First, create a student profile table and insert some data.

obclient> CREATE TABLE student (
    student_id INT PRIMARY KEY,
    name VARCHAR(100),
    mentor_id INT,
    FOREIGN KEY (mentor_id) REFERENCES student(student_id)
);
Query OK, 0 rows affected

obclient> INSERT INTO student (student_id, name, mentor_id) VALUES
(1, 'Alice', NULL),
(2, 'Bob', 1),
(3, 'Charlie', 1),
(4, 'David', 2),
(5, 'Eve', 3);
Query OK, 5 rows affected

In this data model, Alice is the top student and has no mentor. Bob and Charlie are Alice's students.

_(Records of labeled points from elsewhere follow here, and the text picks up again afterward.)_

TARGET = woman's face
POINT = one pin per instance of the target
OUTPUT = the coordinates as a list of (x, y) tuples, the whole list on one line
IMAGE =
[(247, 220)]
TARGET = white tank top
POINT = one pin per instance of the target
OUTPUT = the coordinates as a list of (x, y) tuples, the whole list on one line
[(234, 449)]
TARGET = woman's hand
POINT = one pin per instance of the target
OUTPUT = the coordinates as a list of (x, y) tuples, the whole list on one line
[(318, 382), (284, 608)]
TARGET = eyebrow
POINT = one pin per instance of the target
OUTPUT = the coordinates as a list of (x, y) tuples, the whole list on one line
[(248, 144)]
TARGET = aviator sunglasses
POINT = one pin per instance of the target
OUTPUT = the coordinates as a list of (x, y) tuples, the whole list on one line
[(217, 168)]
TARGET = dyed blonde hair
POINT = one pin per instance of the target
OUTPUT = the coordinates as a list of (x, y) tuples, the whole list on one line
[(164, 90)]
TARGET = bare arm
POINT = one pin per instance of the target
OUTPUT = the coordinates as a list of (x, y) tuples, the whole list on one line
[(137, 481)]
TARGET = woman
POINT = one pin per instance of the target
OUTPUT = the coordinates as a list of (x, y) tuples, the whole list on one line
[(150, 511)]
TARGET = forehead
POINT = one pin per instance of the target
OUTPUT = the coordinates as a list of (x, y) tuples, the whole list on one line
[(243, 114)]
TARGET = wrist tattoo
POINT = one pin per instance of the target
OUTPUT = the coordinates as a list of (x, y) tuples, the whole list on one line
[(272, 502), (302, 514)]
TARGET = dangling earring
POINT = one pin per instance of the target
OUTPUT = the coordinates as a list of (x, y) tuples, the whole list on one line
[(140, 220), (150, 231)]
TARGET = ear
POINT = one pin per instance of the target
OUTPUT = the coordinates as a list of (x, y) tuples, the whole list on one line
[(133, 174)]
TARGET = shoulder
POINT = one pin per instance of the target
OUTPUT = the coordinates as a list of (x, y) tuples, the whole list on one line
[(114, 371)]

David is Bob's student, and Eve is Charlie's student.

Example of a non-recursive CTE

A non-recursive CTE does not reference itself. To select all the direct students of Alice, you can use a non-recursive CTE as follows:

WITH Alice_Students AS (
    SELECT * FROM student WHERE mentor_id = 1
)
SELECT * FROM Alice_Students;

The execution result is as follows:

+------------+---------+-----------+
| student_id | name    | mentor_id |
+------------+---------+-----------+
|          2 | Bob     |         1 |
|          3 | Charlie |         1 |
+------------+---------+-----------+
2 rows in set

Example of a recursive CTE

To select all the direct and indirect students of Alice, you need to use a recursive CTE. A recursive CTE references itself to query students downwards level by level.

WITH RECURSIVE Student_Hierarchy AS (
    -- Anchor member: Select Alice as the starting point.
    SELECT student_id, name, mentor_id FROM student WHERE mentor_id IS NULL
    UNION ALL
    -- Recursive members: Select direct students based on the ID of the upper-level student.
    SELECT s.student_id, s.name, s.mentor_id
    FROM student s
    INNER JOIN Student_Hierarchy sh ON s.mentor_id = sh.student_id
)
SELECT * FROM Student_Hierarchy;

This recursive CTE first selects Alice as the starting point, and then recursively selects the direct students of each student until there are no more students.

The execution result is as follows:

+------------+---------+-----------+
| student_id | name    | mentor_id |
+------------+---------+-----------+
|          1 | Alice   |      NULL |
|          3 | Charlie |         1 |
|          2 | Bob     |         1 |
|          5 | Eve     |         3 |
|          4 | David   |         2 |
+------------+---------+-----------+
5 rows in set

In preceding examples, the recursive CTE traverses the hierarchy of students, while the non-recursive CTE selects only a fixed level of students.